Tag Archives: Funnel Diagrams

Lead Optimisation Funnel Diagrams


This article discusses how Funnel Diagrams can be used to make a positive impact on your lead optimisation projects.

Topics include: spotting process bottlenecks, confirming the successful impact of process changes, gaining insights into how achievable a goal is, taking a glance at how resources are split across multiple projects and assessing resource needs.

Two example lead optimisation projects that are at different stages are used to illustrate the funnel applications. An error bar extension to the original visualisation is presented.

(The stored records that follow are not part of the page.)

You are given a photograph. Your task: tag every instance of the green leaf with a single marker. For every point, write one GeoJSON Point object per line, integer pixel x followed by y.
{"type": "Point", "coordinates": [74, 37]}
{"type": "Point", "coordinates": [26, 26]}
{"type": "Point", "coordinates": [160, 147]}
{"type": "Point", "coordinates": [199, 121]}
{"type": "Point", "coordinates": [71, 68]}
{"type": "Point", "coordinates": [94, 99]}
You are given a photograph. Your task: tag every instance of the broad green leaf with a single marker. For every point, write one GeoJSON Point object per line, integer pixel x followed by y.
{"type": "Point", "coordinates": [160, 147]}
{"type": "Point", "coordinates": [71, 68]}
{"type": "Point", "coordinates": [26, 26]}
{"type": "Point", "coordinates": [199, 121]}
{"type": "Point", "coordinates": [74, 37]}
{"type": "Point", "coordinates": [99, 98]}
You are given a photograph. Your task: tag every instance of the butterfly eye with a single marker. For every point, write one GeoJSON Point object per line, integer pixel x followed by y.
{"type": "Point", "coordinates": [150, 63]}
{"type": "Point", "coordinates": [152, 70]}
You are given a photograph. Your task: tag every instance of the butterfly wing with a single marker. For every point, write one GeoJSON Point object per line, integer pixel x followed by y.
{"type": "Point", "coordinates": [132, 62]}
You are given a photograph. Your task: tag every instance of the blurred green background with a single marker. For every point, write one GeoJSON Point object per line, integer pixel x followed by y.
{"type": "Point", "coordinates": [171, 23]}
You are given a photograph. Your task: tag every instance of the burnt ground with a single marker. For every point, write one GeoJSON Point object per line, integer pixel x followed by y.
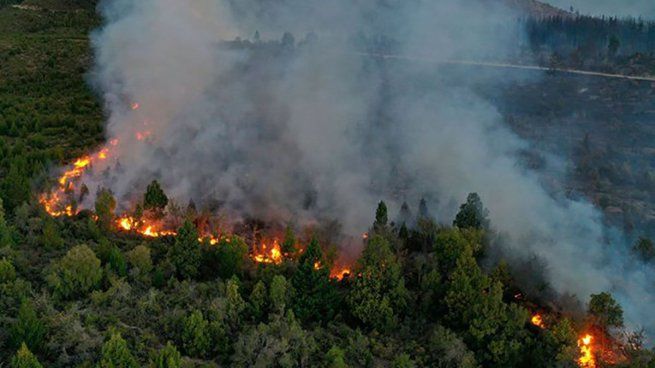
{"type": "Point", "coordinates": [603, 128]}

Hirons L. Chemistry Today, August 2012, 30(4), 24 – 26

Funnel Diagram for project A:


Funnel Diagram for project B with Assay 1 error bars:


Novel Funnel Diagrams Published in Drug Discovery World

funnelThis article introduces Funnel Diagrams as a novel way of simultaneously viewing both attrition and time – two important factors to consider when applying process
improvement to drug discovery.

Hirons L, Johnstone C, Sambrook-Smith C. Drug Discovery World Winter 2011/12, 13(1), 44 – 49

A single funnel is shown to the right. Each rectangle represents an event. Rectangle width
represents the number of compounds processed by that event. The distance between a rectangle
and the top of the funnel represents the average number of days from compound registration to completion.

Attrition is therefore represented by changes in a funnel’s width and time by elongation of a funnel

Below is a funnel diagram that gives a six-month snapshot of a lead optimisation project. Each funnel represents a month
with a trellis of 6 funnels giving a summary of how processes are changing.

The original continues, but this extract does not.